Almeda Sizemore comes from Holy House with her twenty-three children to visit Leroy, Claudine Ledbetter brings her seventeen children to visit Stan, but poor Gene Stapleton the goner is also a bachelor and has no visitors except his old mother, Hester. Even villains have mothers, not to mention wives and children. Did you ever think of that?
“What?” says Freddy.
“In any story,” Doc tells his pupil, “the bad guy, regardless of how bad, still has mothers and sweethearts and wifes just like all the rest of us, jist as much as the good guy, if not more so.”
Freddy mulls over this philosophy.
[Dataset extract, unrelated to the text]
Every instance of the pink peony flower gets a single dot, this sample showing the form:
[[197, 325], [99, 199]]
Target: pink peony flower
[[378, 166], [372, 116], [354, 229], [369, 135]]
With the house pittle full of visitors, he would just as soon sit out here on the porch with Doc, watching the world go by and mulling over philosophical thoughts. “You may be right,” he allows, to his teacher.
The world goes by. A stately, strong-looking roosterroach comes up the road, his head held high. “Morsel, Doc,” he says, and climbs the porch.
“MORSEL, SAM,” Doc says, raising his voice so much that Freddy jumps. To his student he explains, “Squire Sam is deef as a post.”
“What’s a post?” Freddy wants to know.
“A figure of speech,” Doc says. He asks of Squire Sam, “HOW’S EVERTHANG OVER AT HOLY HOUSE?”
“I haven’t been over there since last night,” Sam says. “I thought maybe you could tell me, but I see you’ve moved back to your clinic.”
“IT’S A HOUSE PITTLE NOW,” Doc declares, and attempts to pantomime the care and treatment and feeding of patients. Freddy joins in with the pantomime, especially the feeding part, but is overdoing the pantomime to the point
of clowning. “He’s just deef, Freddy,” Doc cautions. “He aint stupid.” To Sam he invites, “COME LOOK WHO WE GOT.” He leads Sam into the house pittle and shows him the three villains.
“What happened to them?” Sam whispers,
Doc does not whisper. “YORE DAD WHOPPED THE SOUP OUTEN ’EM.”
“Oh,” Sam says, and manages to figure it all out, without any further yelling from Doc or pantomiming. The ladies are looking accusingly at Sam, as if he were the assailant who had mutilated their loved ones. Sam returns to the porch, and crouches. He stares in the direction of Parthenon.
“His sweetheart is up yonder at Partheeny,” Doc explains to Freddy. “Squire Sam don’t know it, but his sweetheart has done went and married another feller, Archy Tichborne, the preacher’s boy, and they’re up yonder honeymooning at that house.” Doc raises his voice and asks Sam, “YOU FIXIN TO GO HOME?” Sam doesn’t answer for a while. Doc says to Freddy, “I don’t know if I should warn him, or not.” Freddy shakes his head.
“Maybe not,” Sam says at length. “Maybe I ought to just go live in Holy House, and watch out for things in this corner of Stay More.”
“GOOD IDEE,” Doc says. “YORE CLOCK HAS DONE STOPPED ANYHOW.”
“Yes,” Sam says. “I know.” Doc wonders how he knows. Has someone told him? He can’t hear the Clock striking, or rather he can’t hear the Clock not striking, which is even harder to hear than the Clock striking. Sam adds, “We’re stuck in the present tense.”
“That’s what I figured,” Doc agrees. “But maybe not forever. Maybe the Man and the Woman will come back.” He realizes he isn’t raising his voice, that he has wasted his words. He starts to repeat himself, “THAT’S WHAT I?” but Sam interrupts.
“The present tense can’t be cured by starting the Clock again, or by restoring what has been lost. The present tense always creates a mood of expectancy. But maybe expectancy sometimes lasts forever.”
“Freddy, are you payin attention?” Doc asks of his protégé. “That’s pure-dee genuine philosophy, and Squire Sam is going to be our philosopher. We’ve had enough of preachers and religion. Now we’re going to have some philosophy!” Doc wishes he could volunteer to be a deacon in whatever kind of church Sam is going to establish.